# Anyone feeling like giving some feedback?



## DredFul (Aug 23, 2014)

I've been making some "artwork" on paint.net by myself for some time now as a side hobby. I'm nowhere near good at this stuff but I'm happy with what I've come up with.

My point is to develop my skills and switch to Photoshop at some point in the future.

Anyway I thought it would be good to receive some feedback of my work and after some thinking I decided to turn to SSO.

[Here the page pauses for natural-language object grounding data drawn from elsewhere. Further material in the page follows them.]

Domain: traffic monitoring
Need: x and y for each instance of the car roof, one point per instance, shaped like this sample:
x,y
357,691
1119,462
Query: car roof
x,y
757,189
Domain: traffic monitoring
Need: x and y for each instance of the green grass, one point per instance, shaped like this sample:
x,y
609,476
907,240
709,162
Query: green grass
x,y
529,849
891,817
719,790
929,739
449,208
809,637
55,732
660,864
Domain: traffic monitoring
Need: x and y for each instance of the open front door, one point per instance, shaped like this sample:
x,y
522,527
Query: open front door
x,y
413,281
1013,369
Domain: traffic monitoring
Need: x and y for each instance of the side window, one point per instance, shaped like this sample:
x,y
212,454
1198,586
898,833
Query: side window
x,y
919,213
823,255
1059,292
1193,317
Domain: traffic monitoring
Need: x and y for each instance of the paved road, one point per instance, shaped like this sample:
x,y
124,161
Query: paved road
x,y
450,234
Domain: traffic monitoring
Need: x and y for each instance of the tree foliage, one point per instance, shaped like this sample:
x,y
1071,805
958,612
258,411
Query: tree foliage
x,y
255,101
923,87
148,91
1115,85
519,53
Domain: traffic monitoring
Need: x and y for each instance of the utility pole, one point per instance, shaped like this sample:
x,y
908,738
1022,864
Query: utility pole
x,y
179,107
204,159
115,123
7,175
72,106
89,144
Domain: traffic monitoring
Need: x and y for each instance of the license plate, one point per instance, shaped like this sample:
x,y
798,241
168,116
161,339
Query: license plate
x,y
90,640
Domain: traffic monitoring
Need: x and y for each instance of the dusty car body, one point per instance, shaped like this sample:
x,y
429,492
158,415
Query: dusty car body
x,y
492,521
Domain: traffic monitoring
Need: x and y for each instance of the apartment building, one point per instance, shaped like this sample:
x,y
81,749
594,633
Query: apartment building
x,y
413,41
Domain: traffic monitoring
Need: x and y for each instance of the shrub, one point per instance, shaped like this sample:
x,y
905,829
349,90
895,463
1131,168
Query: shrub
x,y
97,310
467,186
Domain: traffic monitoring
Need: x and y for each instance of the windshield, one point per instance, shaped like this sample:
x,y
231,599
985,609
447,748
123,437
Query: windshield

If you could share your opinion on these or give any tips I would greatly appreciate it. Or just tell me what kind of reaction/thoughts you get from these.




Thank you.
-Dred

(I didn't make the reaper, the skull or the girl)


----------



## iRaiseTheDead (Sep 1, 2014)

I dig it a lot actually. Really neat stuff!


----------



## Alex Kenivel (Sep 1, 2014)

I really like the green one.


----------



## Shimme (Sep 1, 2014)

Pretty cool, the one thing that jumps out at me (and I'm a complete layman on visual art) is that some of those red whorls jump out and look like they're layered on top of the image rather than being a part of. The other thing is that the fractalish effect on the first image goes away rather abruptly when put next to the blurrs on the right side, it's a jarring transition and it made it harder for me to understand that the central figure was actually a woman.


----------



## DredFul (Sep 2, 2014)

Thanks guys!

@Shimme: I agree about the red. About the first image: I still have the unrendered(or whatever) file so I'll fine tune it a bit. Thanks for the detailed feedback!


----------